I was talking to a fellow strength coach the other day who relayed a good story to me. Years back he emailed one of his mentors requesting a letter of recommendation. His mentor replied with the following:
“I’m sorry but I’m unable to write you a letter of recommendation because I’ve never seen you train or coach.” I commend this mentor for having tremendous integrity.
In the “Internet Age” people can reach “expert-status” in the eyes of the public by simply writing articles and blogs. I’m very reluctant to completely trust any strength coach who doesn’t have a Youtube account or allow his or her fans to watch videos of him or her (or their clients) training. Shouldn’t that be the bare minimum that we expect?
Here are some questions/thoughts that come to mind when thinking about most “experts” who have no videos to view:
1. I see that you use modern technology (blogs, websites) to make yourself popular, which is fine.

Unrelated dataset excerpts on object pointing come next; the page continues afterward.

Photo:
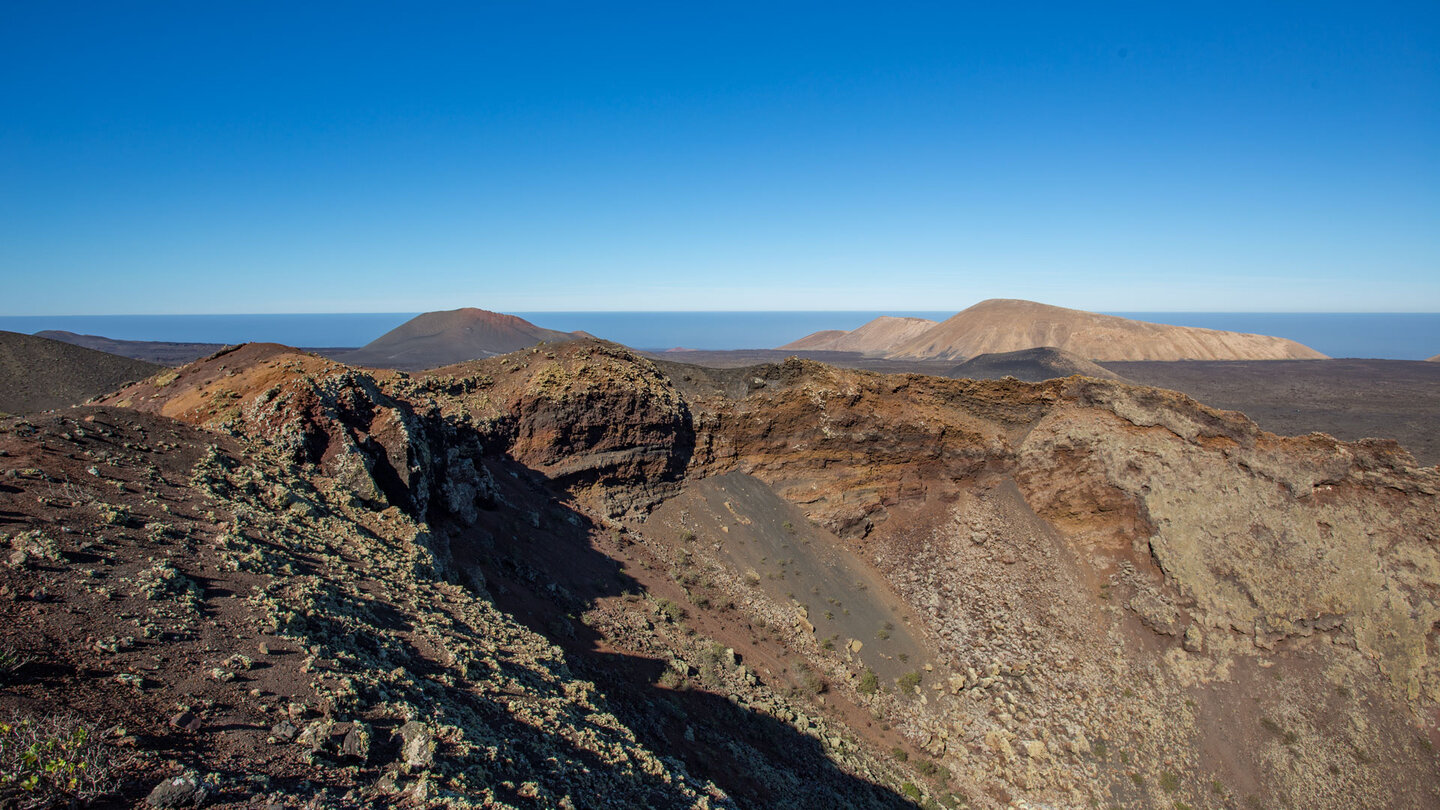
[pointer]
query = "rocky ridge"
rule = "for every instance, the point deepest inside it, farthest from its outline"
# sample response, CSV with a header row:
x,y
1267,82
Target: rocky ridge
x,y
1112,594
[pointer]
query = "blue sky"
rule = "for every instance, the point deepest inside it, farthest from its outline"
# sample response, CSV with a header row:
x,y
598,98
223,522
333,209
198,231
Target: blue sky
x,y
254,157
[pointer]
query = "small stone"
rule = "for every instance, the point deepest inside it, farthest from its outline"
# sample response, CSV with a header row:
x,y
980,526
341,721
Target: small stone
x,y
316,735
186,721
416,745
179,791
284,731
1194,639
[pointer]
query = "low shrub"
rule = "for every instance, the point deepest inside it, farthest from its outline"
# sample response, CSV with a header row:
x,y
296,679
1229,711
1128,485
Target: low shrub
x,y
55,760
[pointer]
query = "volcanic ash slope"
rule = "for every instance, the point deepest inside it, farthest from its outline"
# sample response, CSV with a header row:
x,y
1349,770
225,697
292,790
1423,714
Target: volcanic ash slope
x,y
1004,325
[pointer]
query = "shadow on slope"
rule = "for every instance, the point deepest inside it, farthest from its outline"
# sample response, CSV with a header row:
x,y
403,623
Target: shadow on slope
x,y
543,567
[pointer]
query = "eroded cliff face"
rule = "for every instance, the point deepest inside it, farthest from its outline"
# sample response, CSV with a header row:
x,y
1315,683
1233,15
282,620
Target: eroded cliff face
x,y
1125,597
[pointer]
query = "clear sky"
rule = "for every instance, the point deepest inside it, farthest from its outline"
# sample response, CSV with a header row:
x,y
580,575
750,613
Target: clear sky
x,y
280,157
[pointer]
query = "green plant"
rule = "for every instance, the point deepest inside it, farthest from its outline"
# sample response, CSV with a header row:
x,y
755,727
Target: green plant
x,y
55,760
10,665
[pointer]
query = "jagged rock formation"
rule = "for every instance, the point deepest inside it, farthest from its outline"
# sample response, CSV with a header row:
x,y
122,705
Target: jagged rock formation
x,y
1001,325
38,374
1030,365
1072,593
874,337
162,352
452,336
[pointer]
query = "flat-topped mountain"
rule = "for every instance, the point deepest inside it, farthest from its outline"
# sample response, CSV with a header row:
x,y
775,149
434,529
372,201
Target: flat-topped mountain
x,y
1030,365
163,352
38,374
1004,325
874,337
452,336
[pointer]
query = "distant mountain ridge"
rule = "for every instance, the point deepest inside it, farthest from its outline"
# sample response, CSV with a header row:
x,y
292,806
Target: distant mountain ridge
x,y
1005,325
873,337
451,336
38,374
163,352
1031,365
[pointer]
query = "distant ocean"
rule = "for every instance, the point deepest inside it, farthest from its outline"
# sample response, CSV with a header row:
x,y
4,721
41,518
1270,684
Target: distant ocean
x,y
1401,336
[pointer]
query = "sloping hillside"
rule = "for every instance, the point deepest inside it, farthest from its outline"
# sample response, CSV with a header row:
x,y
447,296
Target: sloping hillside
x,y
874,337
38,374
1030,365
1002,325
454,336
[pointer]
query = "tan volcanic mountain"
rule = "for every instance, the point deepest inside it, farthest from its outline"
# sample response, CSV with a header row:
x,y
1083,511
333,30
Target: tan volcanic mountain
x,y
1030,365
452,336
876,337
1004,325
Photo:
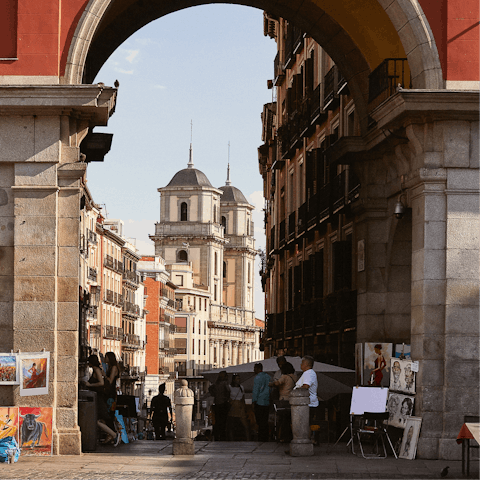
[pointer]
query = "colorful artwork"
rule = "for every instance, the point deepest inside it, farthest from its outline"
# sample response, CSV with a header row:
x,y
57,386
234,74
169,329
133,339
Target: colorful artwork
x,y
34,369
377,364
400,408
402,378
358,364
36,431
9,422
408,448
402,349
9,373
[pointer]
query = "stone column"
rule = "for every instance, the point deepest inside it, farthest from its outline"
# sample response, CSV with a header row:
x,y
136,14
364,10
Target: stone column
x,y
183,443
301,445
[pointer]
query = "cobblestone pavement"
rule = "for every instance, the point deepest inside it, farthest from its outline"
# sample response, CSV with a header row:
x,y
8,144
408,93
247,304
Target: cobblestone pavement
x,y
145,460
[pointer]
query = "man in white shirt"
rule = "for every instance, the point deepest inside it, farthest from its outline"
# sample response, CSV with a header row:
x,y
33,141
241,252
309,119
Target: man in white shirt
x,y
309,380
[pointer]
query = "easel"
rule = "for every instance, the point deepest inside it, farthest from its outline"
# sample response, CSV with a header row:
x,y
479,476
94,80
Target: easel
x,y
365,399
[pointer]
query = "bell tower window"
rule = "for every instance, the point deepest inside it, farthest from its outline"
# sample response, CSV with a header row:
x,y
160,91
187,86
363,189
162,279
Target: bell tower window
x,y
183,212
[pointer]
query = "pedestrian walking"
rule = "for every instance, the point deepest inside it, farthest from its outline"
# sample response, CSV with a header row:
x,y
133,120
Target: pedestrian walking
x,y
161,406
261,401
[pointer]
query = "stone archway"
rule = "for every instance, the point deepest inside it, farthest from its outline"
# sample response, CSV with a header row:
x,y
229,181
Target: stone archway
x,y
406,32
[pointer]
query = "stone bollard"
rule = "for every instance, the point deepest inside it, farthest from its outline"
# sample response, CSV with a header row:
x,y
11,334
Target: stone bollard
x,y
301,445
183,443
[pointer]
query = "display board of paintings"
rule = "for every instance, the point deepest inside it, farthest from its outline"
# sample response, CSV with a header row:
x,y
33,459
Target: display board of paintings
x,y
377,364
402,378
36,431
400,408
9,422
34,371
408,448
9,372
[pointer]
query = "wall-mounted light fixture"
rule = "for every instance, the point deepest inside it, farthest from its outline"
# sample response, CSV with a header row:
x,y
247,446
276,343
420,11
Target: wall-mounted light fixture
x,y
400,207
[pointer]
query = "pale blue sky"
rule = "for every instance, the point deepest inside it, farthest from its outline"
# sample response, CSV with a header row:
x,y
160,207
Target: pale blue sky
x,y
207,64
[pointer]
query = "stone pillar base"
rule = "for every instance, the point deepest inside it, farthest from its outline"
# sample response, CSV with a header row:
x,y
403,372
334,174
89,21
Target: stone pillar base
x,y
183,446
67,442
301,448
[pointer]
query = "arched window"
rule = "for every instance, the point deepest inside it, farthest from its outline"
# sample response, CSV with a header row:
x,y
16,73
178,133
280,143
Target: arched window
x,y
183,212
182,256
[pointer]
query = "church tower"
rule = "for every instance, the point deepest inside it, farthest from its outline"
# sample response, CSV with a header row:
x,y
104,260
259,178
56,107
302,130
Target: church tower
x,y
189,230
239,253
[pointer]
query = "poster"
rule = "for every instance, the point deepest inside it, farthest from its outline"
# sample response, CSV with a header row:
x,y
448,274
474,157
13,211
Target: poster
x,y
34,368
9,372
408,448
402,349
9,422
358,364
400,408
377,364
36,431
402,378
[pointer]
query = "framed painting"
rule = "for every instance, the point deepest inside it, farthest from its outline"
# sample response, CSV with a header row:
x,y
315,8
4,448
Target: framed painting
x,y
399,408
376,369
359,364
9,372
408,448
9,422
36,431
402,378
403,350
34,368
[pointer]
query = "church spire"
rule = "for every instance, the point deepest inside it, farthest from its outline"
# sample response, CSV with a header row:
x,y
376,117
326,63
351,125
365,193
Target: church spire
x,y
190,159
228,182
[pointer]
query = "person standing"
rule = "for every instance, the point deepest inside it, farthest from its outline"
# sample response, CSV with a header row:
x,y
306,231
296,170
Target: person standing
x,y
261,401
161,406
221,394
309,381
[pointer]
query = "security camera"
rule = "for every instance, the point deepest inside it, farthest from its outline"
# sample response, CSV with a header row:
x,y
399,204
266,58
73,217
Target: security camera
x,y
399,210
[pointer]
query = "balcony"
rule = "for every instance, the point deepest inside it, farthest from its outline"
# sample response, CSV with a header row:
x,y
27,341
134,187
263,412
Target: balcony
x,y
92,274
281,234
108,262
384,80
131,308
278,71
91,236
302,218
130,340
291,226
109,296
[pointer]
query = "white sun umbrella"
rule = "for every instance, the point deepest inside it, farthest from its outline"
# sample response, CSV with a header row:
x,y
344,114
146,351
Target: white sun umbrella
x,y
332,380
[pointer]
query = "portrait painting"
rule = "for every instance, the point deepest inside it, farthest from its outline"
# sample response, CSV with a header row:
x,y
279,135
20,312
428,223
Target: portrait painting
x,y
36,430
9,373
408,448
359,364
376,370
9,422
34,368
400,408
402,378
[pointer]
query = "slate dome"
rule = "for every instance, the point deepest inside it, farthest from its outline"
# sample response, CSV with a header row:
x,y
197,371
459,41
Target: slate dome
x,y
189,177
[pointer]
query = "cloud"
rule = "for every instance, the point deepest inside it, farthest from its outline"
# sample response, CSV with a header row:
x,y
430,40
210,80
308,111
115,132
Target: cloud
x,y
131,55
121,70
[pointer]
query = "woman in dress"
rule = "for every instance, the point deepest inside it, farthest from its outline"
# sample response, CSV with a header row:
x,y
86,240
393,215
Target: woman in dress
x,y
237,413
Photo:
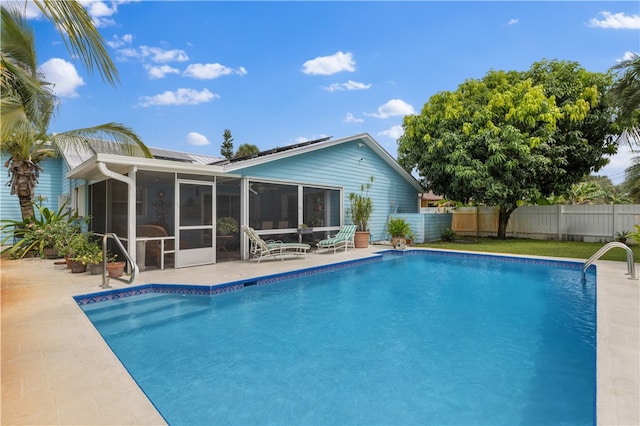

2. Why use some web technology (blogs, websites) but not use other web technology (Youtube, Vimeo, etc.)? You’ve demonstrated the ability to learn how to use the internet so I know it’s not because you’re unfamiliar with Youtube.
3. Is it because you have something to hide?
4. Are you really coaching/training clients and athletes or are you just pretending?
5. Are you afraid that other experts will pick your client/athletes’ form apart?
6. Are you afraid that you’ll be exposed for being “not all that?”
7. Do you have a crappy rapport with your clients/athletes and are therefore afraid to ask them if you can film them?
8. Do you not know how to coach the big lifts?
9. Cool! You just showed me a video of you performing a 135 lb squat (or a 135 lb deadlift)! How does your form look when you go heavy? Are you afraid to film your technique when the weight gets heavy?
10. Are you the coach who has his athletes dance around doing warm-ups all day or do you get your athletes strong?
11. Show me the money!
It’s easy to sit around and discuss popular and trendy topics but if you can’t get yourself or your clients/athletes strong then I’m sorry, but you don’t know what in the hell you’re doing.
Be leery of a coach who offers advice but has no videos to view of him or her (or their clients) lifting heavy. It’s easy to use robotic form when going light, but going heavy is a completely different story.
In this industry, we often speak highly of other trainers and coaches and it’s usually well-deserved. Are there individuals who you praise who could be “posers?” How do you know? Have you seen them train? Have you seen their videos? Isn’t that a problem? What if your favorite guru is this guy?
Personally I like filming videos because they provide opportunities for feedback. I’ve improved upon certain technical aspects of my coaching based upon feedback I received from other coaches regarding my videos. So now I’m a better trainer and coach simply because I’m not afraid to put myself out there.